The current study5 evaluated nearly 60,000 vaccinated patients and compared rates of HZ with a matched cohort of nearly 120,000 unvaccinated patients with rheumatic disease. In addition to the large number of patients studied, the authors were able to control for use of biologic, traditional disease-modifying agents and corticosteroid use as they compared HZ rates over a mean of 7 years postvaccination. Consistent with what we would expect in individuals with autoimmune diseases, the duration of response seen in this study appears to be somewhat blunted, but was found to last about 5 years. Thus, despite the diminished responses when compared to immunocompetent individuals, patients with rheumatic diseases do make meaningful and effective responses to HZ vaccine that last for several years.

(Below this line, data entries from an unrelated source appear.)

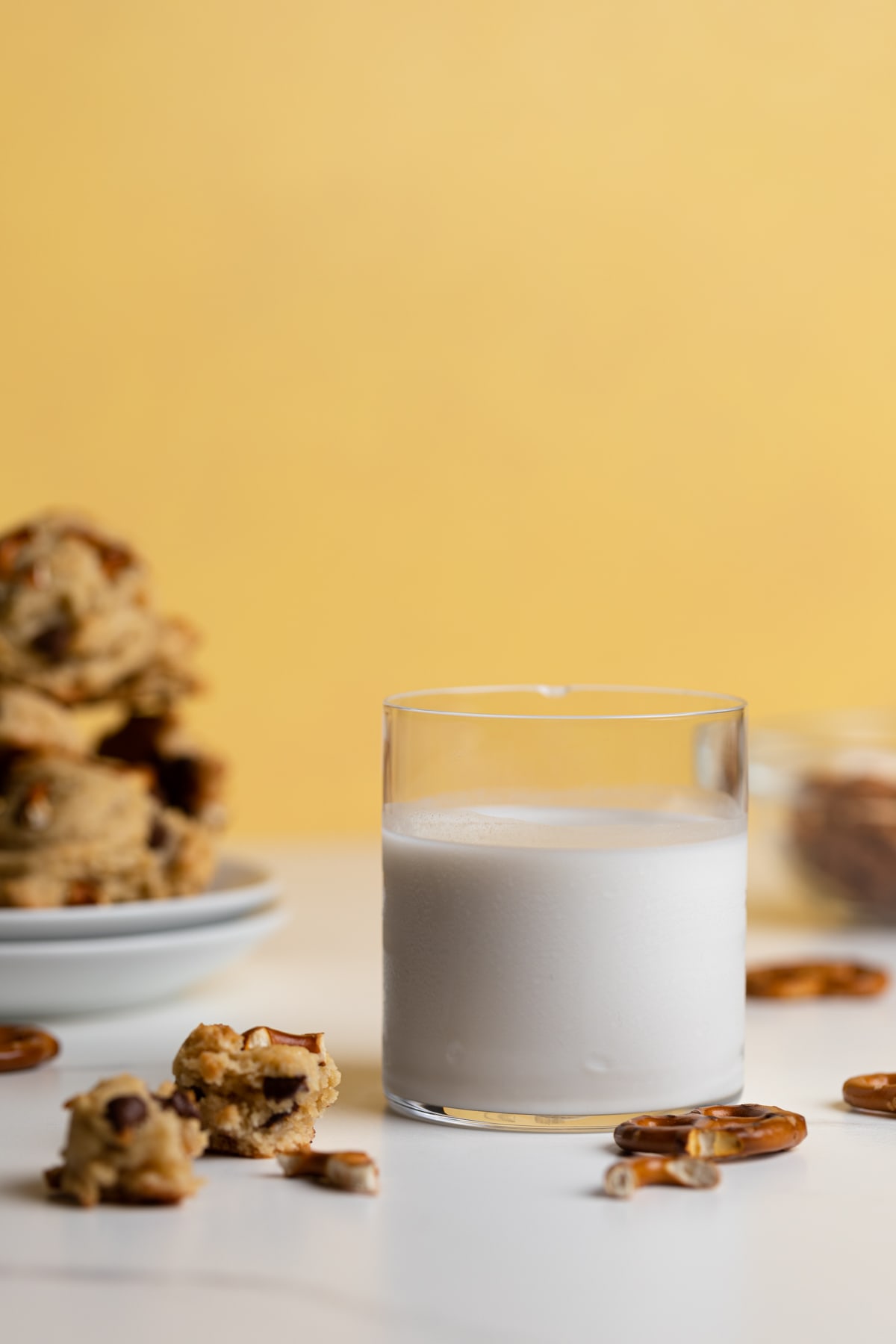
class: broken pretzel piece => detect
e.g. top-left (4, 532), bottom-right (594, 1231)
top-left (747, 961), bottom-right (889, 998)
top-left (603, 1157), bottom-right (720, 1199)
top-left (277, 1148), bottom-right (380, 1195)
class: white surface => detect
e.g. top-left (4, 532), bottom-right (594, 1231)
top-left (0, 850), bottom-right (896, 1344)
top-left (0, 855), bottom-right (278, 944)
top-left (0, 907), bottom-right (286, 1020)
top-left (383, 805), bottom-right (747, 1122)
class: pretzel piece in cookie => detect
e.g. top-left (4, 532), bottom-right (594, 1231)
top-left (844, 1074), bottom-right (896, 1116)
top-left (603, 1157), bottom-right (720, 1199)
top-left (747, 961), bottom-right (889, 998)
top-left (612, 1106), bottom-right (806, 1161)
top-left (277, 1148), bottom-right (380, 1195)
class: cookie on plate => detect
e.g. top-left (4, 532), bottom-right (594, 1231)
top-left (0, 514), bottom-right (197, 704)
top-left (172, 1024), bottom-right (340, 1157)
top-left (0, 751), bottom-right (215, 907)
top-left (0, 684), bottom-right (84, 756)
top-left (44, 1074), bottom-right (205, 1208)
top-left (97, 714), bottom-right (224, 828)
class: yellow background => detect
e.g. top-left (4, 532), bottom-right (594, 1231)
top-left (0, 0), bottom-right (896, 833)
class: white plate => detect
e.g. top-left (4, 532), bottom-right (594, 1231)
top-left (0, 857), bottom-right (279, 944)
top-left (0, 910), bottom-right (286, 1018)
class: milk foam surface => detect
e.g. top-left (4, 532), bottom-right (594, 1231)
top-left (383, 803), bottom-right (747, 1116)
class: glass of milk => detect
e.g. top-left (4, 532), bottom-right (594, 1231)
top-left (383, 685), bottom-right (747, 1130)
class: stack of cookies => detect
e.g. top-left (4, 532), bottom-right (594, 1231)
top-left (0, 514), bottom-right (223, 907)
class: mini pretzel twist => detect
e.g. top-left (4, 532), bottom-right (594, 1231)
top-left (0, 1024), bottom-right (59, 1074)
top-left (603, 1157), bottom-right (719, 1199)
top-left (612, 1106), bottom-right (806, 1161)
top-left (277, 1148), bottom-right (380, 1195)
top-left (747, 961), bottom-right (889, 998)
top-left (844, 1074), bottom-right (896, 1116)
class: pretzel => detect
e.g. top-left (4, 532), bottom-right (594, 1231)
top-left (277, 1148), bottom-right (380, 1195)
top-left (612, 1106), bottom-right (806, 1161)
top-left (747, 961), bottom-right (889, 998)
top-left (603, 1157), bottom-right (719, 1199)
top-left (844, 1074), bottom-right (896, 1114)
top-left (0, 1025), bottom-right (59, 1074)
top-left (243, 1027), bottom-right (324, 1055)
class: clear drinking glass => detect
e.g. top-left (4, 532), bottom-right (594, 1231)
top-left (383, 685), bottom-right (747, 1130)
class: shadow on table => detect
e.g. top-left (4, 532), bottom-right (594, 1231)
top-left (337, 1059), bottom-right (385, 1116)
top-left (0, 1176), bottom-right (59, 1207)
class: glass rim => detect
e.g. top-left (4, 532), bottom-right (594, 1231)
top-left (383, 682), bottom-right (747, 723)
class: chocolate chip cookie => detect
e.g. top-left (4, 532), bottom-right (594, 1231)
top-left (172, 1024), bottom-right (340, 1157)
top-left (0, 753), bottom-right (214, 906)
top-left (95, 714), bottom-right (224, 827)
top-left (0, 514), bottom-right (197, 704)
top-left (0, 685), bottom-right (84, 756)
top-left (46, 1074), bottom-right (205, 1208)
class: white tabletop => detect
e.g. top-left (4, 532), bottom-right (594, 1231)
top-left (0, 847), bottom-right (896, 1344)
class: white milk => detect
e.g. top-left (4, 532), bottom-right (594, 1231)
top-left (383, 805), bottom-right (747, 1116)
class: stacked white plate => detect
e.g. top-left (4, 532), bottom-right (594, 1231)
top-left (0, 859), bottom-right (286, 1018)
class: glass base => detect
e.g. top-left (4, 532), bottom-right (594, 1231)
top-left (385, 1090), bottom-right (743, 1134)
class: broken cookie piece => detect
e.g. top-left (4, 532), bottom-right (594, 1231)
top-left (172, 1024), bottom-right (340, 1157)
top-left (44, 1074), bottom-right (205, 1208)
top-left (277, 1148), bottom-right (380, 1195)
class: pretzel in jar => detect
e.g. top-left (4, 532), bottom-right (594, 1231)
top-left (612, 1106), bottom-right (806, 1161)
top-left (747, 961), bottom-right (889, 998)
top-left (844, 1074), bottom-right (896, 1116)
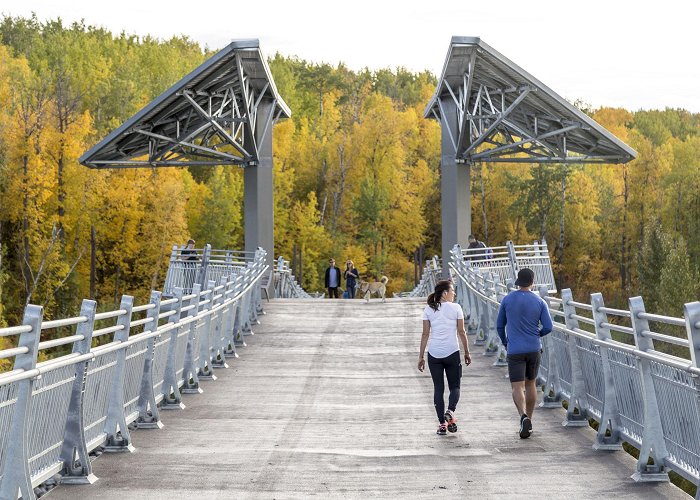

Although we should remain cautious about the potential risk for inducing vaccine-strain illness in our patients, we have evidence that the current HZ vaccine does work in patients with rheumatic disease, who are, by way of disease-related immune dysfunction as well as immunosuppressive medication use, already at increased risk of developing HZ. Vaccination rates remain very low in patients with rheumatic disease, even for those who are not taking biologic therapies and who meet criteria for vaccination. Strategies need to be developed to enhance vaccination rates for HZ in rheumatic diseases aged 50 years and older. Additionally, use of this vaccine in younger adults with underlying autoimmune diseases should be considered and studied to reduce the burden of HZ disease in younger adults who remain at increased risk7.